Most teams do not run these experiments, either because they lack the traffic volume to produce statistically significant results or because the commitment to pausing spend for testing is difficult to justify internally. The result is an industry that reports attribution data with high confidence and low accuracy — which may be worse than reporting with acknowledged uncertainty, because confident but inaccurate signals produce confident but wrong decisions.

The right posture toward attribution is informed scepticism: use the available models, understand what each one cannot see, and treat the outputs as directional inputs to decisions rather than definitive answers. The teams that compound performance over time are not the ones with the most sophisticated attribution setup. They are the ones most honest about what their measurement can and cannot tell them.

If you are questioning whether your current attribution setup is producing reliable signals, or want help building a measurement approach that calibrates platform data against revenue reality, Kaliber works with brands on this. Reach out at kaliber.asia/contact.

Frequently Asked Questions

What is marketing attribution?

Marketing attribution is the process of assigning credit for a conversion to the marketing touchpoints that preceded it. Attribution models range from simple, last-click assigns all credit to the final interaction, to complex, data-driven models use machine learning to distribute credit probabilistically. All models are tools for understanding approximately where marketing is producing outcomes, not instruments for measuring precise causality.

What is the best marketing attribution model?

There is no universally best model. Last-click is operationally simple but systematically over-credits bottom-funnel channels. Data-driven is more sophisticated but requires sufficient data volume and is built by platforms with conflicting incentives. For most businesses, the most reliable approach is triangulation: using platform attribution for within-channel decisions, revenue data as a calibration check, and periodic holdout testing for major channel decisions. No model should be treated as ground truth.

Why does last-click attribution cause problems?

Last-click attributes 100% of conversion credit to the final touchpoint, systematically ignoring all earlier brand interactions that built the awareness and intent the final channel harvested. Over time, this drives budget toward paid search and retargeting and away from the brand activity generating warm audiences. The performance of those bottom-funnel channels holds until the warm audience pool depletes, at which point attribution has already obscured the connection between the earlier budget decision and the current performance decline.

What is incremental attribution and why does it matter?

Incremental attribution attempts to measure which conversions were caused by advertising, rather than which conversions happened to be touched by advertising. The distinction is critical: standard attribution counts all conversions in a channel's attribution window, including those that would have occurred organically. Incremental measurement, derived from holdout experiments or geo-based lift tests, isolates the advertising effect. The gap between attributed and incremental conversions is frequently large, suggesting that a significant portion of attributed conversions would have occurred without the ad.

How do privacy changes affect marketing attribution?

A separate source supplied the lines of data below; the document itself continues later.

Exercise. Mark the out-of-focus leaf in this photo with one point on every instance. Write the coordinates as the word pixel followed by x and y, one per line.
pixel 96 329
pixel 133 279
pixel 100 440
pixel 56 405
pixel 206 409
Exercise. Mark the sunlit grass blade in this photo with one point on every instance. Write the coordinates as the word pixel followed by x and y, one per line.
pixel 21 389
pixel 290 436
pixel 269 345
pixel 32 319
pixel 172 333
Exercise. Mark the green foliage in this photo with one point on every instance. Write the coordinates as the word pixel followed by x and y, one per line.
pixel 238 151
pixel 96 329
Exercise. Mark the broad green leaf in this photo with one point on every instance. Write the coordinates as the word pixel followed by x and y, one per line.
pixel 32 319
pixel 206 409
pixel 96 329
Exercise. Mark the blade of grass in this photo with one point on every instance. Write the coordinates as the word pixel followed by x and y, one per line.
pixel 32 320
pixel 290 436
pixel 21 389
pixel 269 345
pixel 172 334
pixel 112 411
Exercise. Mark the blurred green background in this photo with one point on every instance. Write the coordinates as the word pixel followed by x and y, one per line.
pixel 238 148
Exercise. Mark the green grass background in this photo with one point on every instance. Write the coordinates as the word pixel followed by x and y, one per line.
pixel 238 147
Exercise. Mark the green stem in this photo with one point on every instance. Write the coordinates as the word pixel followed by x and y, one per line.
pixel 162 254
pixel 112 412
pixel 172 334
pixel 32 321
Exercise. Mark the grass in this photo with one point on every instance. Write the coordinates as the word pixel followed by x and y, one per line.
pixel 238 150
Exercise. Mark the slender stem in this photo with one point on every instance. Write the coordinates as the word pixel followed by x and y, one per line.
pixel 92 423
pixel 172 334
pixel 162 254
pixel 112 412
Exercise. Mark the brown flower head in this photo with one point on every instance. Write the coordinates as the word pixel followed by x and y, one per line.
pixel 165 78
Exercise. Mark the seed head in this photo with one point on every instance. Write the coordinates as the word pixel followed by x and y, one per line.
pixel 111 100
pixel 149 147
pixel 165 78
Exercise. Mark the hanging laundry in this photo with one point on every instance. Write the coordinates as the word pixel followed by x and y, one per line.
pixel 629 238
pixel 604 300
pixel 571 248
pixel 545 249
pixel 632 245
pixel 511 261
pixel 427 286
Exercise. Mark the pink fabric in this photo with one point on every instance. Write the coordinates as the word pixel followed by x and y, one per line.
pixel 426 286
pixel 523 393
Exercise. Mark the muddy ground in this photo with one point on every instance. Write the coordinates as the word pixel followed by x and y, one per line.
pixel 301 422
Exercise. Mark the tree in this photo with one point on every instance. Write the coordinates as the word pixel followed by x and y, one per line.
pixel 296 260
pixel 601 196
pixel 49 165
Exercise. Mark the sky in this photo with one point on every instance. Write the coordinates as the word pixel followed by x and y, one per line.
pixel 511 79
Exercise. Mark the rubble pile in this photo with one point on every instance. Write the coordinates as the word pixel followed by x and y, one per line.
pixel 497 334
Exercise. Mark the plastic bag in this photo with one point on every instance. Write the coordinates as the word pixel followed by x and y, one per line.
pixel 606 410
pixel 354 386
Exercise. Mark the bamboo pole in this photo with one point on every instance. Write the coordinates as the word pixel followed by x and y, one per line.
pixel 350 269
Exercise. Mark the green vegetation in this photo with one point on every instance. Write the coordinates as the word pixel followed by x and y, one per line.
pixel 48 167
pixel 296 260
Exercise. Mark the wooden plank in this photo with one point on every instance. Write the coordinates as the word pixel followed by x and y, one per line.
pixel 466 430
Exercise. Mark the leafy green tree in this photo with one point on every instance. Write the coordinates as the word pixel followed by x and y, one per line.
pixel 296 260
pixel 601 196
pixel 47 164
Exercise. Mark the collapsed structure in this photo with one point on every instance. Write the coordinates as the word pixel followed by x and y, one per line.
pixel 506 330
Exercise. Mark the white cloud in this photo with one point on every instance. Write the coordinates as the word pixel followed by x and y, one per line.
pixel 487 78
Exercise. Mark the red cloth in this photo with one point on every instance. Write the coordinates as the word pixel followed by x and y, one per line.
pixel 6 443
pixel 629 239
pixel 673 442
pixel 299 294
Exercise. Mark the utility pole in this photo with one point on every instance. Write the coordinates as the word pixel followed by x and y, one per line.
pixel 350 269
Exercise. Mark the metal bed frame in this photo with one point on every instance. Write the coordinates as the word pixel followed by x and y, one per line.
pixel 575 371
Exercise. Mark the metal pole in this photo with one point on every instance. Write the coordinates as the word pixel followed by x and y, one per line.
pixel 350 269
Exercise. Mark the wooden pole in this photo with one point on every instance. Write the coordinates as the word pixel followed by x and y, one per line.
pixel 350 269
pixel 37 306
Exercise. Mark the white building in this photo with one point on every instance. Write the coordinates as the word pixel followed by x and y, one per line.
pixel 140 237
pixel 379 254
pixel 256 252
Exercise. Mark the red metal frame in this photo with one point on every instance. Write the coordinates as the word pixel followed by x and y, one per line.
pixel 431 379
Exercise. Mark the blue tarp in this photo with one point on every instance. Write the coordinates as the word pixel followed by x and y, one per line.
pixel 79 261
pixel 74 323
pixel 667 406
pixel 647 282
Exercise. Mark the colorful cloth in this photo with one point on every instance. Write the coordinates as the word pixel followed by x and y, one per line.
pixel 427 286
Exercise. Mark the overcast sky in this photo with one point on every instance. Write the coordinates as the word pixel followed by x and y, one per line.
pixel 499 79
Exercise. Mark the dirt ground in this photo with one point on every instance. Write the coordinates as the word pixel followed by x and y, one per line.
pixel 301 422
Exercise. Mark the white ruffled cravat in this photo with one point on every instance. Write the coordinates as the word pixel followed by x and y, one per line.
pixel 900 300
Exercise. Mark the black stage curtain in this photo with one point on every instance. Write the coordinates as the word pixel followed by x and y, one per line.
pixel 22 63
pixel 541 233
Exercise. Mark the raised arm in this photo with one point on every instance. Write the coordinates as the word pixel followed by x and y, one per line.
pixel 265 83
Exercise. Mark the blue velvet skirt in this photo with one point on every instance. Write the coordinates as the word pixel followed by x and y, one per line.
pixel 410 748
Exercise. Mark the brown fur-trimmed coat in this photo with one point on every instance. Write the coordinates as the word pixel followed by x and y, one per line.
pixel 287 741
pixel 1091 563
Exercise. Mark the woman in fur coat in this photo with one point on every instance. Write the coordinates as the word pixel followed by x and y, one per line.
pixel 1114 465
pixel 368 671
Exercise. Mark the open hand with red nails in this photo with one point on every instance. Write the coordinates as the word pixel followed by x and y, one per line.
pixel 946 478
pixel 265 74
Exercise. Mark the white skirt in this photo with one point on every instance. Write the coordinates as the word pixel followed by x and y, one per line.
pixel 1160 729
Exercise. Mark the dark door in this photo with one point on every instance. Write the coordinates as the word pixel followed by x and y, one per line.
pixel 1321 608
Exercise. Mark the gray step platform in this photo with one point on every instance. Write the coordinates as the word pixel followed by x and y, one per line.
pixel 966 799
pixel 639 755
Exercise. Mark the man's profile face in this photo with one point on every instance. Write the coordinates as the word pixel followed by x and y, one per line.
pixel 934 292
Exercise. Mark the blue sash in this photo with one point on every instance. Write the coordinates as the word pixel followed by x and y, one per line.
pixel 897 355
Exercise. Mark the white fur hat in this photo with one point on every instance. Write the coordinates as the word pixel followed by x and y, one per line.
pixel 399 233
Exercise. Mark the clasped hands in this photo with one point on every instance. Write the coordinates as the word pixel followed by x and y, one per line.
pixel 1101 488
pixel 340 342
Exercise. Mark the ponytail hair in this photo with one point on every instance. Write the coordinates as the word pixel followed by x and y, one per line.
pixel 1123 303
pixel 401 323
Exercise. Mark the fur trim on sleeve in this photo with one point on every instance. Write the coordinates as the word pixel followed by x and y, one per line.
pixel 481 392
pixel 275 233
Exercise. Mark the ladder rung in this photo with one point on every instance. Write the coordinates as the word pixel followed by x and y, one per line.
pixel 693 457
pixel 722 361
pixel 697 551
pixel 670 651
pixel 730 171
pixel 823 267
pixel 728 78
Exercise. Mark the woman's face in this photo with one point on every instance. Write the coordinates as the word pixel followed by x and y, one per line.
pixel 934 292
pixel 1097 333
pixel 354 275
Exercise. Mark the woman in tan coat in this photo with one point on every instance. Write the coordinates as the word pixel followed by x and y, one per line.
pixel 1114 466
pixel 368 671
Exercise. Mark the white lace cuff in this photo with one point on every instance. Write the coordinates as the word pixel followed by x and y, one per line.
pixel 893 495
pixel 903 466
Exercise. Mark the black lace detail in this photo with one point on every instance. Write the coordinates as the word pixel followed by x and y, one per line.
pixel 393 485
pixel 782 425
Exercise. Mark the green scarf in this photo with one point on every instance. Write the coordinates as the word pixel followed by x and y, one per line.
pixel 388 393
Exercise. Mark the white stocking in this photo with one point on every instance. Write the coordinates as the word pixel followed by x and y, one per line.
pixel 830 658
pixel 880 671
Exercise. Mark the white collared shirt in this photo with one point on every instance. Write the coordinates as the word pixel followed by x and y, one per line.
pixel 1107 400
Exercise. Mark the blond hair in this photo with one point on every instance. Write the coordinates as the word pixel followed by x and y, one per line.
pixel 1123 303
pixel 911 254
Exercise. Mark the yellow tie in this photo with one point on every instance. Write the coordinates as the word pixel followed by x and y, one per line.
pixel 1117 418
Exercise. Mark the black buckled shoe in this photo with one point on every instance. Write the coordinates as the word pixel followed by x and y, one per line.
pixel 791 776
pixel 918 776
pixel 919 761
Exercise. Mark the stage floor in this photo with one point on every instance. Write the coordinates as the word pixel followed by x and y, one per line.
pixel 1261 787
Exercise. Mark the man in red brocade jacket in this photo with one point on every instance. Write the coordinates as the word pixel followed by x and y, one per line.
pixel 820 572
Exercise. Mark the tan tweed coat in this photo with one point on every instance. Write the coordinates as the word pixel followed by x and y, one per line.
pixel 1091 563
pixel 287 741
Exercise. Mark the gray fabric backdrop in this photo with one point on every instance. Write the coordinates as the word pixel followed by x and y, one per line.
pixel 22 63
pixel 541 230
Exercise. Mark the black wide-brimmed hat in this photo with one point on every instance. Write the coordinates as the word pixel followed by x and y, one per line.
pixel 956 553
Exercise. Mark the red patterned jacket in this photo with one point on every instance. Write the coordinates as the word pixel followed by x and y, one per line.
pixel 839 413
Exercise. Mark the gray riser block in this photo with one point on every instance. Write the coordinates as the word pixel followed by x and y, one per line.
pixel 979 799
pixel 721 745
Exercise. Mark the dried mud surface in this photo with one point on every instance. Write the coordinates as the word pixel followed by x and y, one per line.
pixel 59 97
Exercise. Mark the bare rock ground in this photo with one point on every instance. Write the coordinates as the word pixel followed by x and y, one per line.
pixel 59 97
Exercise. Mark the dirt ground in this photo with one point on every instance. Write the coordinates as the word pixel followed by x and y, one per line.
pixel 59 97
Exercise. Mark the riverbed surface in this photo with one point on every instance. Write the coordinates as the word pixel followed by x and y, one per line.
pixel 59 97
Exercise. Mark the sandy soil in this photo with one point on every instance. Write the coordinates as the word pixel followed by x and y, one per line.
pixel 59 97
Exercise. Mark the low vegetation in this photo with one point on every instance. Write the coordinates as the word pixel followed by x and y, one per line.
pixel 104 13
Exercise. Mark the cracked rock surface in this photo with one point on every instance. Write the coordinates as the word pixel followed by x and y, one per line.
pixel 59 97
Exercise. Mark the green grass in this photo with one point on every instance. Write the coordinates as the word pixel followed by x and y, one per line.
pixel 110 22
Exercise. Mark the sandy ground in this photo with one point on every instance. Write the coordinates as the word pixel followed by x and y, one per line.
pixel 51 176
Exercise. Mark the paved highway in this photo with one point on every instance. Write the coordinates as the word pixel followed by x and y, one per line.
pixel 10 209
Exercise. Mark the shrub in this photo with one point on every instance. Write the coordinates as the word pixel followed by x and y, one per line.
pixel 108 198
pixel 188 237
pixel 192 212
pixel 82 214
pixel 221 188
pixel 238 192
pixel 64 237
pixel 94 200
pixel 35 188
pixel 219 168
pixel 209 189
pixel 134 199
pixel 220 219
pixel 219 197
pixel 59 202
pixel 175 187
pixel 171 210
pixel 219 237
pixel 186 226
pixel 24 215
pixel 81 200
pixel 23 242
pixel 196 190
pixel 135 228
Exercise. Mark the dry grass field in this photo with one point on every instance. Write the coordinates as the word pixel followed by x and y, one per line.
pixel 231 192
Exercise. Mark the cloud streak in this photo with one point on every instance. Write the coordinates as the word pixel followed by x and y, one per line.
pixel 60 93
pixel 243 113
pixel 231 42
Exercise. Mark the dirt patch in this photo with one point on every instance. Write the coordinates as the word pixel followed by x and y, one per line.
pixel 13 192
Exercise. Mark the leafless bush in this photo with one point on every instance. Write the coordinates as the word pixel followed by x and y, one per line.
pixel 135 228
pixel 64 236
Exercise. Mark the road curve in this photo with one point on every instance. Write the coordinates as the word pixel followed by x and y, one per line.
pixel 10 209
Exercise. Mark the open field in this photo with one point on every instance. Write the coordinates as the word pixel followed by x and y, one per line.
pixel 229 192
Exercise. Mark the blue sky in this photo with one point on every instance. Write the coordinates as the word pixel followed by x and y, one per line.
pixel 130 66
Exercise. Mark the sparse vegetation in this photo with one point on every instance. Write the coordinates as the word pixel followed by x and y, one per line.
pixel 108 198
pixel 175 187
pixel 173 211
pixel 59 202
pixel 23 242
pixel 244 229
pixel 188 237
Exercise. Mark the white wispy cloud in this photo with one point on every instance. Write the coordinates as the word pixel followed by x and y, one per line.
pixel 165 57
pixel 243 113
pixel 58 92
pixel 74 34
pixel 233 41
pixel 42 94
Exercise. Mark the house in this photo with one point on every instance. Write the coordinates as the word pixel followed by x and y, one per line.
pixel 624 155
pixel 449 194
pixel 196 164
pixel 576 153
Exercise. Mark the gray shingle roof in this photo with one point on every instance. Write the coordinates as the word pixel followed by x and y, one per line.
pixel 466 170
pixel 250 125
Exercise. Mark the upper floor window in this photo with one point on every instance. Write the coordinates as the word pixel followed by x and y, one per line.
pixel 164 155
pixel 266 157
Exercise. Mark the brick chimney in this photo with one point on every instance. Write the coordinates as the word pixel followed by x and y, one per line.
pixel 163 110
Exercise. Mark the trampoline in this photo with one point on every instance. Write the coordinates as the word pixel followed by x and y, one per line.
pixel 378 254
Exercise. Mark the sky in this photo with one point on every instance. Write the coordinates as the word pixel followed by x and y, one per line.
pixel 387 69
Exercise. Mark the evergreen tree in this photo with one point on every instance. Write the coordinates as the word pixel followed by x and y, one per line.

Privacy restrictions, including iOS consent changes, third-party cookie deprecation, and expanding consent requirements across markets, are progressively reducing the trackable signal that multi-touch attribution models depend on. The observable portion of the customer journey is shrinking, and the reduction is systematic rather than random: brand and upper-funnel touchpoints, which often generate impressions without clicks, are disproportionately invisible to tracking. Attribution models built on increasingly incomplete data produce increasingly unreliable outputs, even when confidence in those outputs remains unchanged.